RxJava: Parallelisation
- 3 minsLet’s define parallelism as processing multiple emissions at a time for a given Observable
. Although, the Observable
contract dictates that emissions must be pushed serially down to an Observable
, RxJava gives enough operators and tools to be clever.
Let’s take the following example:
fun main() {
Observable.range(1, 10)
.map { i -> intenseCalculation(i) }
.subscribe { System.out.println("Received $it ${LocalTime.now()}") }
}
Received 1 20:40:34.094
Received 2 20:40:36.109
Received 3 20:40:39.119
Received 4 20:40:42.128
Received 5 20:40:45.132
Received 6 20:40:45.132
Received 7 20:40:46.138
Received 8 20:40:49.140
Received 9 20:40:52.148
Received 10 20:40:54.149
The previous example took around 20 seconds to finish !
Operator: flatmap()
Let’s parallelise the previous example using flatmap
:
fun main() {
Observable.range(1, 10)
.flatMap {
Observable.just(it)
.subscribeOn(Schedulers.computation())
.map { i -> intenseCalculation(i) }
}
.subscribe { System.out.println("[${Thread.currentThread().name}] Received $it ${LocalTime.now()}") }
TimeUnit.SECONDS.sleep(5)
}
[RxComputationThreadPool-1] Received 1 20:55:20.026
[RxComputationThreadPool-7] Received 7 20:55:20.982
[RxComputationThreadPool-10] Received 5 20:55:20.985
[RxComputationThreadPool-10] Received 10 20:55:20.985
[RxComputationThreadPool-3] Received 3 20:55:21.982
[RxComputationThreadPool-3] Received 4 20:55:21.983
[RxComputationThreadPool-3] Received 9 20:55:21.983
[RxComputationThreadPool-2] Received 2 20:55:22.982
[RxComputationThreadPool-2] Received 6 20:55:22.983
[RxComputationThreadPool-2] Received 8 20:55:22.983
This time, it took only 3 seconds to complete !
An Observable
is created from each emission, emit it on a computation thread using subscribeOn()

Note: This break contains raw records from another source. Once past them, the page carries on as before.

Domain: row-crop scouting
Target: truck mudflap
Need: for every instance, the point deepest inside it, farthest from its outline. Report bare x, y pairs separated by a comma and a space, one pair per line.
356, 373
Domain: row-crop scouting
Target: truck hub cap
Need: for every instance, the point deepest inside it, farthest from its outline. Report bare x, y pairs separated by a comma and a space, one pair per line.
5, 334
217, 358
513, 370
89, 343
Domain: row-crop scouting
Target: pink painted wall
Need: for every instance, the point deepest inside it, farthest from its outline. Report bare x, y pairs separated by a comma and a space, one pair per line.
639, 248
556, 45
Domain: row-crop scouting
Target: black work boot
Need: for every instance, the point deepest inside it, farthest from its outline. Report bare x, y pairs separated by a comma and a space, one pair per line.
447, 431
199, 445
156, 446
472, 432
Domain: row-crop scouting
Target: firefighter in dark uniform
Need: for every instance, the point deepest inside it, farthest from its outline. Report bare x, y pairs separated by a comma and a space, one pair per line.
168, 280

, perform the intenseCalculation()
, and finally, flatMap()
will merge all of the threads safely back into a serialised stream.
Note: If a thread is already pushing an emission out of flatMap()

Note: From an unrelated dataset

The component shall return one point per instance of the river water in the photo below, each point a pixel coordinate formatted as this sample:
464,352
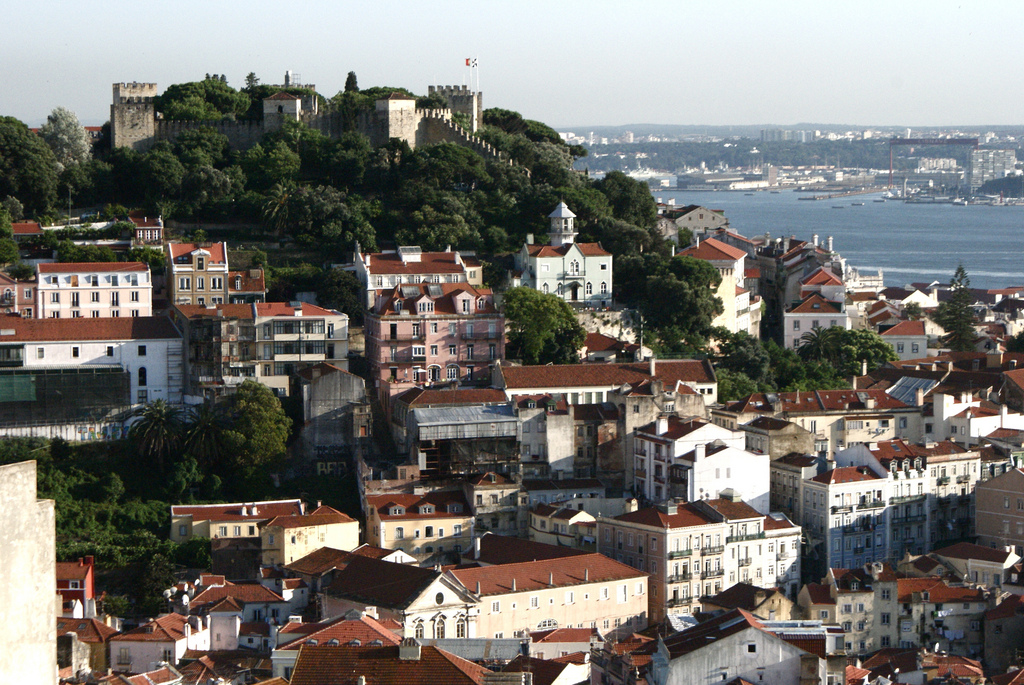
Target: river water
910,243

, any threads also waiting to push emissions will simply leave their emissions for that occupying thread to take ownership of.
Operator: groupBy()
Another way to parallelise the same example is by using groupBy()
and GroupedObservables
. This can be useful to restrict the number of thread to parallelise on (to the number of processor cores for example):
fun main() {
val coreCount = Runtime.getRuntime().availableProcessors()

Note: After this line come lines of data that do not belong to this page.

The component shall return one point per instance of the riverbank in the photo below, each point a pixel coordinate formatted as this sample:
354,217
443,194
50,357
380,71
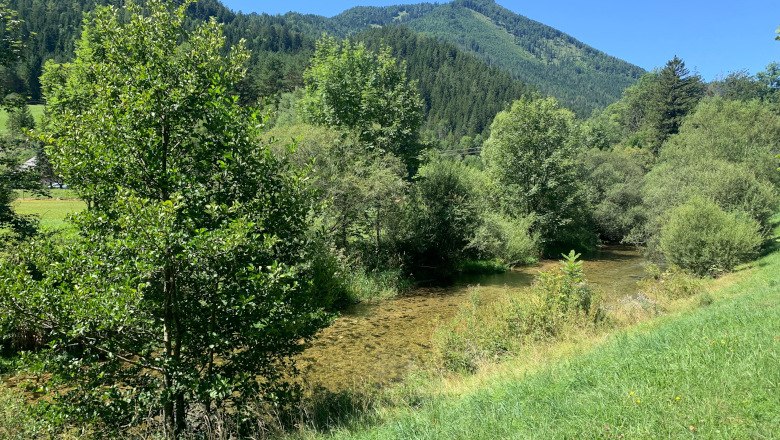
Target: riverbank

val assigner = AtomicInteger(0)
Observable.range(1, 10)
.groupBy { assigner.incrementAndGet() % coreCount }
.flatMap { groupedObservable ->
groupedObservable
.observeOn(Schedulers.io())
.map { i -> intenseCalculation(i) }
}
.subscribe { System.out.println("[${Thread.currentThread().name}] Received $it ${LocalTime.now()}") }
TimeUnit.SECONDS.sleep(5)
}
[RxCachedThreadScheduler-5] Received 5 21:29:20.407
[RxCachedThreadScheduler-5] Received 3 21:29:20.415
[RxCachedThreadScheduler-5] Received 4 21:29:20.415
[RxCachedThreadScheduler-5] Received 7 21:29:20.415
[RxCachedThreadScheduler-5] Received 9 21:29:20.415
[RxCachedThreadScheduler-8] Received 8 21:29:21.344
[RxCachedThreadScheduler-8] Received 10 21:29:21.344
[RxCachedThreadScheduler-6] Received 6 21:29:22.343
[RxCachedThreadScheduler-6] Received 1 21:29:22.343
[RxCachedThreadScheduler-2] Received 2 21:29:23.340
Again, it took only 3 seconds to complete!
Note: GroupedObservables
are not necessarily impacted by subscribeOn()
, that’s why observeOn()
has been used here to parallelise instead.